The new approach will be a reverse from fare-oriented ads and the lighthearted Kiwi bird mascot introduced this spring, both from Long Haymes Carr, Winston-Salem, N.C.

`HURT BY VALUJET'

"It's no secret we've been hurt by this ValuJet tragedy," said Tad Hutcheson, Kiwi's VP-marketing. "There's been so much hype that the public perception is that discount airlines are unsafe. We've had to distance ourselves from that."

After a Federal Aviation Administration inspection raised questions about flight manuals, part of Kiwi's fleet was grounded in mid-June. The airline expects to have all 15 of its planes back in service this month, up from the current 11.

Completely grounded after its crash in May, ValuJet hopes to be up and running again by August, awaiting FAA approval. It is uncertain how the airline will market itself then.

Industry observers speculate that, like Kiwi, ValuJet will tone down its lighthearted image-in-house created ads have featured cartoon characters Captain Value and the smiling airplane Critter. The airline declined comment.

It has long been an unwritten rule among airlines to avoid addressing safety in ads, but Kiwi's new ads will proudly proclaim a "perfect safety record."

Trans World Airlines hopes to create an air of safety with its current campaign, from D'Arcy Masius Benton & Bowles, St. Louis, which celebrates 50 years of service over the Atlantic.

TWA: `SAFE, SOLID'

"The hope is that the emphasis will [convey to] the customer that since TWA has been around a long time that we are safe, solid and reliable," said Beth Mack, TWA VP-advertising.

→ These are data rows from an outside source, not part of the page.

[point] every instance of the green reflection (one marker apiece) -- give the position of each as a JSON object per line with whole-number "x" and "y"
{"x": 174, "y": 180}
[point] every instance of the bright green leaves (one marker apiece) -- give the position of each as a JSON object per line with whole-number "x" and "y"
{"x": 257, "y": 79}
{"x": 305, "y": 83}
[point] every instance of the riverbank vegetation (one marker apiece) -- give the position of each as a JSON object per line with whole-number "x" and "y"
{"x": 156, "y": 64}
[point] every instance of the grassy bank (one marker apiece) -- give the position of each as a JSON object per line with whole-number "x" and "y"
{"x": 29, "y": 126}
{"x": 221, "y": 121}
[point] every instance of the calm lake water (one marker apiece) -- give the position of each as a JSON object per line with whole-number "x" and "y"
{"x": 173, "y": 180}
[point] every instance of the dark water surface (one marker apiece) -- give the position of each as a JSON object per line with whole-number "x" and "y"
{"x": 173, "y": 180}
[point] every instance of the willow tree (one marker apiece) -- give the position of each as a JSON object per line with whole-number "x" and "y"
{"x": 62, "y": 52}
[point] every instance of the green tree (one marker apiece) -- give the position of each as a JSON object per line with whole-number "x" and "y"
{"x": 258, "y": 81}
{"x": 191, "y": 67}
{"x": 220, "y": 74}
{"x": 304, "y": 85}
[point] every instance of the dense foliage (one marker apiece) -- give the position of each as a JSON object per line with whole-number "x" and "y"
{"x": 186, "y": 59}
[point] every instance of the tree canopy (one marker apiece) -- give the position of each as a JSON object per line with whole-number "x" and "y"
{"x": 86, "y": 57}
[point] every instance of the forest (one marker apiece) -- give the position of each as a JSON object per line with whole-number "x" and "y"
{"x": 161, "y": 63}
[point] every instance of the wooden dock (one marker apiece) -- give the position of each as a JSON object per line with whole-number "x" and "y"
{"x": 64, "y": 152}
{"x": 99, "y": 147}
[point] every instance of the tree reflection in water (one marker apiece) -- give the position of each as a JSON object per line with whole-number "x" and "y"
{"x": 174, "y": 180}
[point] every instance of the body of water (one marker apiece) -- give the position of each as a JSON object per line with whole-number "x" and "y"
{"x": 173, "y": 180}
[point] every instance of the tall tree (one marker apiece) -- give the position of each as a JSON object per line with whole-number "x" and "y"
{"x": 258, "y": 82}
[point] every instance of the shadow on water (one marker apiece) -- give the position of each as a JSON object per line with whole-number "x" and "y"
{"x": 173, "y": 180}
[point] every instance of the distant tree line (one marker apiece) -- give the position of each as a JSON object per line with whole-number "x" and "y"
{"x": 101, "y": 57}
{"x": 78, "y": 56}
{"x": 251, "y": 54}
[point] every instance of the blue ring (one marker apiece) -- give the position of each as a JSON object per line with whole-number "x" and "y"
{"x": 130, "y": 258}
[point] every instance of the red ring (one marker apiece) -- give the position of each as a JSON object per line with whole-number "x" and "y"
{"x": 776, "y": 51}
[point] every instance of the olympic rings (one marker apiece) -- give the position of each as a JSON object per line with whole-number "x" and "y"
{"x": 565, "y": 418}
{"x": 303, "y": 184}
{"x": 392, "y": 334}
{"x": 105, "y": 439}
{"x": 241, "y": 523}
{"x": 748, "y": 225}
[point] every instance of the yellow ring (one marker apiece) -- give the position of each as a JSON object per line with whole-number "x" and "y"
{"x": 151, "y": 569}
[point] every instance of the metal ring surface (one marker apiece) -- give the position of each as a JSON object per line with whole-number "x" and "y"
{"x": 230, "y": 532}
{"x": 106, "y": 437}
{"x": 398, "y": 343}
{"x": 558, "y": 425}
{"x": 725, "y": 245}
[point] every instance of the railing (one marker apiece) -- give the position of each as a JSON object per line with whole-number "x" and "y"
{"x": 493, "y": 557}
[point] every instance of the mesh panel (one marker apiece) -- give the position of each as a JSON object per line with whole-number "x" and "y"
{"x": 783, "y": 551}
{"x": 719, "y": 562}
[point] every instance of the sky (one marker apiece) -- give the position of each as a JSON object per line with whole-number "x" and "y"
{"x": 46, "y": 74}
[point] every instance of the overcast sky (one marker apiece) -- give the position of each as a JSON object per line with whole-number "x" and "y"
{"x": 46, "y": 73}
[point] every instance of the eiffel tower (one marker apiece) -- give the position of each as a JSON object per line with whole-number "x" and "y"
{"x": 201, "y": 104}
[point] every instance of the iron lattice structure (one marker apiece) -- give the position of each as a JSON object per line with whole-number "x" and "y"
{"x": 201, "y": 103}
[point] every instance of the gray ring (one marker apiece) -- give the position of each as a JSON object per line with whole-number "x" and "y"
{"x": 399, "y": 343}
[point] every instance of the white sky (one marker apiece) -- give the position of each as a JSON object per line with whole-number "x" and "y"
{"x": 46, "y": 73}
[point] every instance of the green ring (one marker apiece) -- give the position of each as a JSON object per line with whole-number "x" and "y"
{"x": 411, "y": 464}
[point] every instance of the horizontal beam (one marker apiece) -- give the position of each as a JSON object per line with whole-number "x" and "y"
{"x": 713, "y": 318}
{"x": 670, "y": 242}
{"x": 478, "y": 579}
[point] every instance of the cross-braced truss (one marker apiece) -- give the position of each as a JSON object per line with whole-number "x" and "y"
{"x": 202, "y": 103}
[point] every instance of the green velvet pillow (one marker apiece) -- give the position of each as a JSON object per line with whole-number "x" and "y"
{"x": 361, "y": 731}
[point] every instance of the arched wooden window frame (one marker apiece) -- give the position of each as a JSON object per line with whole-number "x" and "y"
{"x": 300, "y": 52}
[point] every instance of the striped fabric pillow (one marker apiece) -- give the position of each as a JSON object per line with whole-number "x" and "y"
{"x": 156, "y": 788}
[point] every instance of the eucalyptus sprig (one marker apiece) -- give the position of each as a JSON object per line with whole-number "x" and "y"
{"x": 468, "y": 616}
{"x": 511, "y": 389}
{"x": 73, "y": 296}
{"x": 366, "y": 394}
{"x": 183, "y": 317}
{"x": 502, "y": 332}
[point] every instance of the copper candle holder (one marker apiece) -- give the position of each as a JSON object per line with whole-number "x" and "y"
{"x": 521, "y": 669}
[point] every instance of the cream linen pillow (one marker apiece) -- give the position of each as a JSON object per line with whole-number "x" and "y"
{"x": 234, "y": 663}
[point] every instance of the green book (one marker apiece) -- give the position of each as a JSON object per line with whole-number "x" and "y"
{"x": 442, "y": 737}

She said there are no plans to address safety directly. "While 35% of consumers think safety is an issue, you may be bringing up an issue that 65% haven't thought about," Ms. Mack said.

American Airlines has long had a series of TV spots focusing on the experience of mechanics, pilots and others, with new executions on the way from Temerlin McClain, Irving, Texas.

The word "experience is code for safety," said Jim O'Donnell, president of Seabrook Marketing.